Sikh temple in Surrey, British Columbia

The Guru Nanak Sikh Gurdwara is a Sikh place of worship in Surrey, British Columbia. It gained notoriety in the aftermath of the assassination of Hardeep Singh Nijjar, the temple's president since 2019 and a Canadian Sikh who advocated for the Khalistan movement.

==Stance on Khalistan==
According to The Globe and Mail, the early 2000s witnessed the declining influence of pro Khalistan Sikhs within Surrey's milieu, and the issue became a taboo. Nijjar, upon being elected head of the temple, set out to lift this taboo and introduced various Khalistan symbols and portraits of Sikh militants within the building. Accordingly, he aligned the temple's stance with hardline Khalistan sentiments and gave speeches censuring the Indian government. These changes provoked shock, fear and discomfort among some of the temple's attendants.

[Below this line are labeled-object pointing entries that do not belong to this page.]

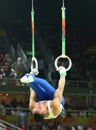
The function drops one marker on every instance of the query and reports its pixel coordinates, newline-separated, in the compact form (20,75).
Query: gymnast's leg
(41,87)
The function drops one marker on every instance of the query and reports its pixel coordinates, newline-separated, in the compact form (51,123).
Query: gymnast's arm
(58,95)
(32,99)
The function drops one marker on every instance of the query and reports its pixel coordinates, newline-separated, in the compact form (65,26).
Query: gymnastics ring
(34,63)
(63,56)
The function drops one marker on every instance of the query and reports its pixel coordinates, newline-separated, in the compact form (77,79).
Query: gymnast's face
(40,108)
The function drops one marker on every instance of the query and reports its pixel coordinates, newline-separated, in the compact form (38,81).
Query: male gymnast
(45,102)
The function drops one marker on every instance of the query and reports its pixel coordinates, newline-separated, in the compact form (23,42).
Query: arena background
(15,48)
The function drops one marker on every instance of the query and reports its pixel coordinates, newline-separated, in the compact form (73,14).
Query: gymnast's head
(39,111)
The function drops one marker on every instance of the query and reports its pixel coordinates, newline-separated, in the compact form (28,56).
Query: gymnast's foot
(27,78)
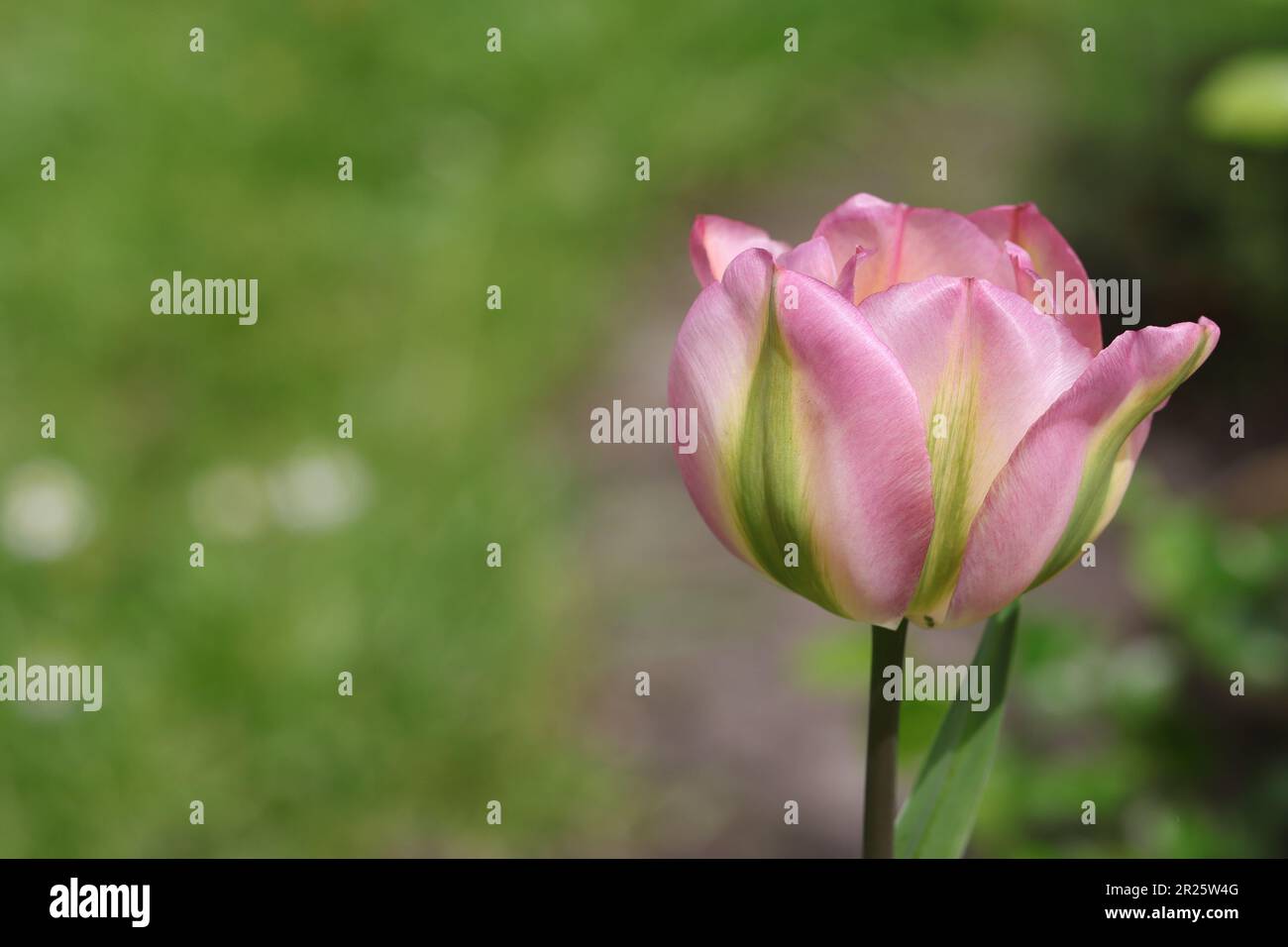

Portraits of Talwinder Singh Parmar, a Sikh militant and mastermind of the Air India bombing which killed 329 people, can be seen within the temple's dining hall. A billboard portraying Parmar has been erected outside the building, facing a major city thoroughfare. In the fall of 2023, the temple's congregants were seen yelling chants in favour of both Parmar as well as the Khalistan Tiger Force, a militant outfit the Indian government alleged Nijjar was directing. Ajaib Singh Bagri, a man acquitted in the Air India bombing trial, who gained notoriety for declaring "Until we kill 50,000 Hindus, we will not rest" at the founding convention of the World Sikh Organization, has reportedly "been staging a comeback" at the temple.